There’s lots of whooping on the radio, but I don’t reply. My brain is lasered into the rear wheels of the car in front, making sure I don’t run into them as he weaves around the track, protecting his position.
Kyle
“His engine is overheating. He’s running too close to the car in front.” Trevor rubs his chin, mumbling to himself, but it broadcasts over the radio. Elliott's channel is shut off, allowing him to focus, so thank goodness he won't hear the concern in his engineer’s voice.
Trevor continues, speaking to his team of engineering specialists back at our factory, checking their data is indicating the same at their end.
“He needs to slow,” he says eventually, gritting his teeth.
“But he’ll lose track position then.

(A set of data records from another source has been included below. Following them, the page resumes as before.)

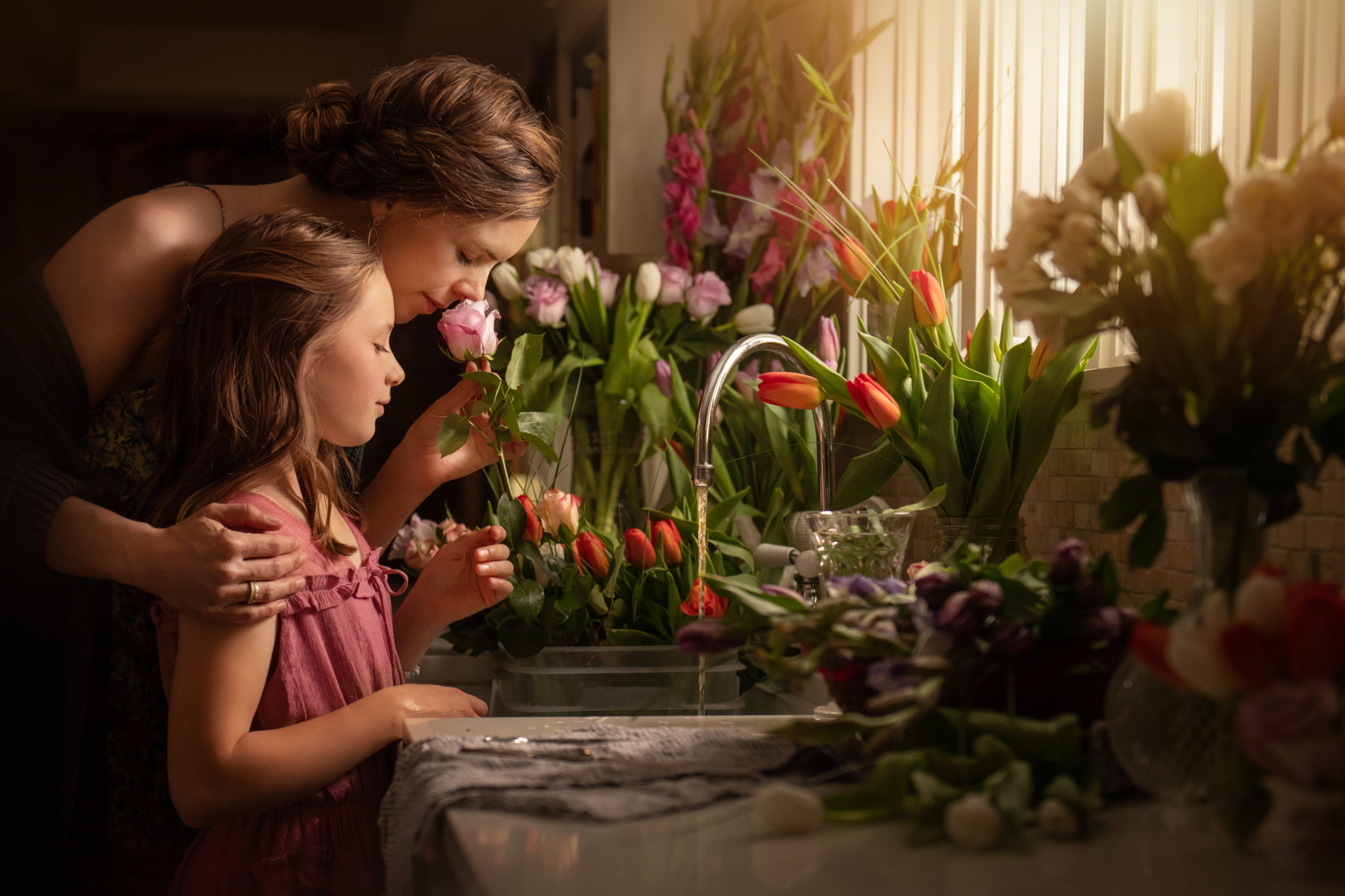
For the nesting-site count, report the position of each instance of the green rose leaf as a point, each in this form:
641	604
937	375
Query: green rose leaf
454	433
526	600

He’ll be overtaken. They’re packed too close together. Isn’t there another engine setting?” I ask this, but I know the answer. Trevor has just been through everything. It’s frustration making me check.
He shakes his head. “Sorry.”
“Tell him to back of
f then.” To be fair, we were way out of position up in fourth place, but it breathed life back into every one of us.

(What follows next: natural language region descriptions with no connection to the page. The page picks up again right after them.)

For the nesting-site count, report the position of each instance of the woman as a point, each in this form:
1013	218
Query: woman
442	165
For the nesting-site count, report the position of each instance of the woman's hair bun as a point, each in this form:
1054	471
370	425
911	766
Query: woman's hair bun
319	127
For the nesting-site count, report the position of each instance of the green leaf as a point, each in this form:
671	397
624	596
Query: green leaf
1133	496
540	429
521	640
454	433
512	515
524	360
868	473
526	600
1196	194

“Too late.” Trevor spits at precisely the same time as Luke curses.
“Loss of power.” Elliott sounds calmer than he probably is as we watch on the screen as he’s overtaken by the series of cars he just passed.
“It’s the engine. Pull over. Do not return to the pits. I repeat, pull over to the side.” Trevor rests his head in his hands. “Fuck!” he mutters.

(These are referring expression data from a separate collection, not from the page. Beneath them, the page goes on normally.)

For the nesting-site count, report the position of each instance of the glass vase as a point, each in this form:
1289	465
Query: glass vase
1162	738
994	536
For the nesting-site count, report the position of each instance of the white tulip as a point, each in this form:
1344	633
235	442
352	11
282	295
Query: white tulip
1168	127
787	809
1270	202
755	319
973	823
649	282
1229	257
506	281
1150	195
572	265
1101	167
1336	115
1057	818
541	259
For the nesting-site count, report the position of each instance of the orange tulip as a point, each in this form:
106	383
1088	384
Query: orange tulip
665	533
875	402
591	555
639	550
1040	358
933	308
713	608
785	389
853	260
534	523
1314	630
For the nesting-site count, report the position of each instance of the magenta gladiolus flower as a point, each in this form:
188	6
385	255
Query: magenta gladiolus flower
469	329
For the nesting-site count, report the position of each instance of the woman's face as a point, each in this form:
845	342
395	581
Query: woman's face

I feel sick for Elliott. I should be pissed off that we, as a team, were so close to making an amazing entry into the most competitive sector of the sport, and then failed. But, that pales into insignificance at how my heart breaks for my man.
Elliott so needs to be competing again, and to have that snatched away when he allowed all his hopes to soar is just cruel. I watch on the monitors as he smashes the base of both his palms against the steering wheel before shaking his head. A few seconds pass while he sits there, downcast and no doubt reeling, before he then removes the steering wheel and climbs out. His walk is heavy and his head bowed as he makes his way to the scooter waiting to bring him back to the pits.
Keegan is still out there on the track, and he’s also started great. He’s made up two positions, in slightly less spectacular fashion than Elliott. But I can tell that the way he’s also been pushing the engine has Trevor concerned. He’s firing questions at his engineers, trying to secure a strong finish for at least one of our drivers. Especially as he’s now fighting through heavy traffic.
Luke is speaking to Keegan, explaining that he needs to avoid the hot air of the cars in front by keeping back a good distance from them. Then he's listening to Keegan's rapid response, firing into him for preventing him from racing when that’s his job. These drivers get snappy when they’re on the track. Usually fun personalities flip into cantankerous old biddies when they sit inside that cockpit. And Keegan is no exception.